Contrary to Flanders' approach to acting in his regular classes, a metatheatrical play involves a lot of miming, which Flanders says "allows the audience to enter into an imaginative world, to where they fill in the details themselves, they are essentially filling in from their own experience and I think this is a very powerful thing".

ECC Brussels
Cinderella, 13-15 January

For lovers of pantomime, the English Comedy Club, under the direction of Cath Howdle, has adapted the pantomime Cinderella to comically reflect 2016’s political goings-on. This was not a difficult job for Howdle as 2016 provided her with a wealth of unbelievable events to draw from.

"Some of the biggest laughs [in a panto] are political satire, but those have to be super-relevant" says Howdle, who often finds herself writing jokes into the pantomime on the night of the show. "The joy of panto is that you end up with jokes for all the family.
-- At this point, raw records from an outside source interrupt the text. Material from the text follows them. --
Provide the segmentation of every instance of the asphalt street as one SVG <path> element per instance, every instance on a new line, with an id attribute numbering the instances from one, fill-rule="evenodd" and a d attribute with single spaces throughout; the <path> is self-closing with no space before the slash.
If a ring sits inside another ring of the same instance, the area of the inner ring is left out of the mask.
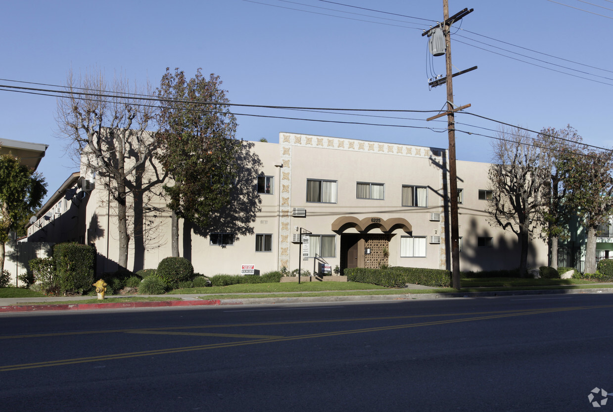
<path id="1" fill-rule="evenodd" d="M 0 405 L 593 410 L 613 391 L 612 311 L 575 294 L 5 313 Z"/>

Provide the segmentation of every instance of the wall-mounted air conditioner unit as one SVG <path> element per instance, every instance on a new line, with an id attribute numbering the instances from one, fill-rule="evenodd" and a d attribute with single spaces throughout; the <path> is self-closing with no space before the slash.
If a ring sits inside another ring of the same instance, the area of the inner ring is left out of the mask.
<path id="1" fill-rule="evenodd" d="M 96 182 L 93 179 L 82 178 L 79 181 L 79 186 L 83 192 L 91 192 L 95 189 Z"/>
<path id="2" fill-rule="evenodd" d="M 294 208 L 292 211 L 294 217 L 306 217 L 306 209 L 304 208 Z"/>

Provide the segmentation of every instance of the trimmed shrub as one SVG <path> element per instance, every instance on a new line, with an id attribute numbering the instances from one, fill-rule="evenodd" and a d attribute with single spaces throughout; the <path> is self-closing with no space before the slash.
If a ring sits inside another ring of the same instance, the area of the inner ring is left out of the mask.
<path id="1" fill-rule="evenodd" d="M 210 279 L 211 286 L 229 286 L 242 283 L 276 283 L 281 282 L 281 272 L 270 272 L 262 276 L 257 275 L 215 275 Z"/>
<path id="2" fill-rule="evenodd" d="M 404 287 L 406 283 L 447 288 L 451 285 L 451 273 L 439 269 L 392 266 L 388 269 L 354 268 L 346 269 L 347 280 L 388 288 Z"/>
<path id="3" fill-rule="evenodd" d="M 157 272 L 157 269 L 142 269 L 136 272 L 136 275 L 140 276 L 141 279 L 144 279 L 145 277 L 154 276 Z"/>
<path id="4" fill-rule="evenodd" d="M 35 258 L 28 262 L 34 277 L 34 283 L 40 285 L 45 294 L 50 290 L 53 294 L 58 292 L 59 280 L 55 275 L 55 261 L 53 258 Z M 93 283 L 93 282 L 92 282 Z"/>
<path id="5" fill-rule="evenodd" d="M 558 268 L 558 275 L 559 275 L 558 277 L 562 277 L 562 275 L 563 275 L 566 272 L 568 272 L 568 271 L 574 271 L 574 272 L 573 273 L 573 277 L 574 275 L 574 274 L 577 272 L 577 269 L 576 269 L 574 268 Z"/>
<path id="6" fill-rule="evenodd" d="M 204 276 L 196 276 L 192 280 L 192 285 L 193 285 L 194 288 L 204 288 L 207 286 L 207 283 L 209 282 Z"/>
<path id="7" fill-rule="evenodd" d="M 602 275 L 603 282 L 613 280 L 613 260 L 601 259 L 596 265 L 596 271 Z"/>
<path id="8" fill-rule="evenodd" d="M 191 280 L 194 277 L 194 266 L 185 258 L 164 258 L 158 265 L 156 275 L 167 285 Z"/>
<path id="9" fill-rule="evenodd" d="M 121 290 L 126 287 L 126 282 L 132 276 L 134 273 L 126 269 L 120 269 L 115 272 L 107 272 L 102 275 L 102 280 L 107 282 L 107 293 L 109 291 L 113 293 Z"/>
<path id="10" fill-rule="evenodd" d="M 82 294 L 93 288 L 96 249 L 78 243 L 60 243 L 53 247 L 55 272 L 64 294 Z"/>
<path id="11" fill-rule="evenodd" d="M 541 271 L 541 277 L 546 279 L 556 279 L 560 278 L 560 274 L 558 270 L 554 269 L 551 266 L 541 266 L 539 268 Z"/>
<path id="12" fill-rule="evenodd" d="M 283 274 L 279 271 L 273 271 L 267 272 L 260 276 L 262 279 L 263 283 L 278 283 L 281 282 L 281 278 L 283 277 Z"/>
<path id="13" fill-rule="evenodd" d="M 0 288 L 9 287 L 9 283 L 10 282 L 10 272 L 4 269 L 0 272 Z"/>
<path id="14" fill-rule="evenodd" d="M 140 286 L 141 280 L 142 279 L 140 277 L 139 277 L 137 275 L 131 276 L 130 277 L 126 279 L 126 282 L 124 283 L 124 287 L 138 288 L 139 286 Z"/>
<path id="15" fill-rule="evenodd" d="M 157 276 L 143 279 L 139 287 L 139 294 L 162 294 L 166 292 L 166 284 Z"/>

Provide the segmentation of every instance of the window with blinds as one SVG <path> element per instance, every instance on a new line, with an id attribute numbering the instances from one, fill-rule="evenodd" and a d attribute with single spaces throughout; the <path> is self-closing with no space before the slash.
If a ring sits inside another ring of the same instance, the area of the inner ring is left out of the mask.
<path id="1" fill-rule="evenodd" d="M 256 234 L 256 252 L 272 252 L 272 234 Z"/>
<path id="2" fill-rule="evenodd" d="M 336 257 L 336 236 L 333 234 L 311 234 L 308 237 L 310 258 Z"/>
<path id="3" fill-rule="evenodd" d="M 358 199 L 383 200 L 385 198 L 385 185 L 383 183 L 357 182 L 356 197 Z"/>
<path id="4" fill-rule="evenodd" d="M 336 203 L 337 181 L 307 179 L 306 201 Z"/>
<path id="5" fill-rule="evenodd" d="M 426 186 L 402 185 L 402 206 L 425 208 L 428 206 Z"/>
<path id="6" fill-rule="evenodd" d="M 400 238 L 400 257 L 425 258 L 425 236 L 415 238 L 402 236 Z"/>

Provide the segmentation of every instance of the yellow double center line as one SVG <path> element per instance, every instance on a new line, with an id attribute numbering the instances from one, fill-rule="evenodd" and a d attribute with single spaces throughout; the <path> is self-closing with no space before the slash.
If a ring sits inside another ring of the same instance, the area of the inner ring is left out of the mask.
<path id="1" fill-rule="evenodd" d="M 224 337 L 241 337 L 251 338 L 251 340 L 245 340 L 234 342 L 226 342 L 223 343 L 213 343 L 209 345 L 199 345 L 196 346 L 184 346 L 181 348 L 172 348 L 169 349 L 159 349 L 156 350 L 142 351 L 139 352 L 128 352 L 126 353 L 118 353 L 115 354 L 100 355 L 98 356 L 89 356 L 87 358 L 76 358 L 67 359 L 60 359 L 58 361 L 48 361 L 45 362 L 37 362 L 33 363 L 21 364 L 19 365 L 8 365 L 0 367 L 0 372 L 8 372 L 10 370 L 19 370 L 22 369 L 31 369 L 33 368 L 47 367 L 50 366 L 59 366 L 61 365 L 70 365 L 80 363 L 87 363 L 91 362 L 99 362 L 101 361 L 110 361 L 113 359 L 126 359 L 130 358 L 139 358 L 142 356 L 151 356 L 154 355 L 167 354 L 170 353 L 179 353 L 181 352 L 189 352 L 193 351 L 207 350 L 210 349 L 218 349 L 221 348 L 229 348 L 240 346 L 246 346 L 248 345 L 258 345 L 260 343 L 288 342 L 291 340 L 298 340 L 302 339 L 310 339 L 313 338 L 327 337 L 329 336 L 340 336 L 341 335 L 349 335 L 353 334 L 367 333 L 370 332 L 382 332 L 385 331 L 392 331 L 395 329 L 406 329 L 409 328 L 417 328 L 419 326 L 430 326 L 434 325 L 447 324 L 450 323 L 459 323 L 462 322 L 471 322 L 478 320 L 485 320 L 491 319 L 499 319 L 502 318 L 509 318 L 517 316 L 525 316 L 527 315 L 540 315 L 552 312 L 566 312 L 570 310 L 579 310 L 590 309 L 604 309 L 613 307 L 613 305 L 600 305 L 600 306 L 578 306 L 571 307 L 545 309 L 527 309 L 521 310 L 504 310 L 489 312 L 473 312 L 461 313 L 447 313 L 443 315 L 409 315 L 404 316 L 386 316 L 381 318 L 362 318 L 360 319 L 343 319 L 343 320 L 311 320 L 311 321 L 296 321 L 291 322 L 275 322 L 275 323 L 261 323 L 249 324 L 237 324 L 227 325 L 216 325 L 207 326 L 189 326 L 189 327 L 170 327 L 161 328 L 148 329 L 116 329 L 114 331 L 104 331 L 94 332 L 67 332 L 62 334 L 41 334 L 37 335 L 20 335 L 15 336 L 2 337 L 2 339 L 15 339 L 25 338 L 41 336 L 58 336 L 70 334 L 85 334 L 89 333 L 112 333 L 112 332 L 128 332 L 137 334 L 176 334 L 176 335 L 192 335 L 199 336 L 218 336 Z M 420 323 L 411 323 L 408 324 L 392 325 L 389 326 L 377 326 L 373 328 L 366 328 L 357 329 L 349 329 L 345 331 L 337 331 L 334 332 L 326 332 L 316 334 L 310 334 L 308 335 L 299 335 L 296 336 L 275 336 L 267 335 L 240 335 L 234 334 L 209 334 L 209 333 L 191 333 L 191 332 L 170 332 L 172 329 L 202 329 L 205 328 L 228 328 L 235 326 L 274 326 L 280 324 L 294 324 L 304 323 L 329 323 L 329 322 L 343 322 L 343 321 L 356 321 L 364 320 L 384 320 L 390 319 L 406 319 L 410 318 L 424 318 L 424 317 L 440 317 L 441 316 L 465 316 L 474 315 L 467 318 L 459 319 L 446 319 L 443 320 L 432 321 L 430 322 L 422 322 Z"/>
Sometimes those jokes are very rude, sometimes they are political, sometimes they have pop culture references - no matter what age you are in the audience you’ll always find something to laugh at."

As in all pantomimes, girls pretend to be boys and boys pretend to be girls and the cast of Cinderella do not disappoint with the ugly sisters and other characters expertly played by seasoned pantomime actors.

Green Parrot Productions
Joseph, 27-29 January

Green Parrot Productions' first show of 2017 will be Andrew Lloyd Webber and Tim Rice’s unforgettable Joseph and the Amazing Technicolour Dream Coat, with well-known hits such as Any Dream Will Do.

"Green Parrot exists to put on family musicals that will appeal to families in the audience, but also we like getting families involved in the cast and the crew," says Jennifer Landsbert-Noone, one of the producers of the show, whose son Benedict plays the lead role of Joseph.

Joseph has a cast of about 120, of whom about 50 are children. Cast member Jennifer Stoklosa, who also has two children in the play, says: "We find that doing this as a family is very rewarding and to be involved in English theatre in Brussels is fantastic. We don’t know what we would do without musical theatre here in Brussels."

Joseph and the Amazing Technicolour Dream Coat was initially written for a school performance in 1968 and it has gone on to become one of the most popular musicals among school and amateur theatre groups. Some of the cast of this production remember performing it in school when they were young and are thrilled to get the opportunity to perform it again together with their children.

The Brussels Snowman Concert
4 December

It wouldn't be the Saint-Nicolas weekend without the annual Brussels Snowman Concert at the Auderghem Cultural Centre, raising money for Brugmann children's hospital. This is the 24th year that the Raymond Briggs classic has been performed in Brussels, under the direction of conductor Dirk Boiy, with professional musicians from La Monnaie. Mary Gow joins them on piano and the narration is given by lawyer and judge Ian Forrester.

"It's a family outing for all ages," says Gow. "We count that as unborn to the grandparents." The Snowman will be preceded this year by Prokofiev's Peter and the Wolf - and there are two performances on the day, at 14.30 and 17.30.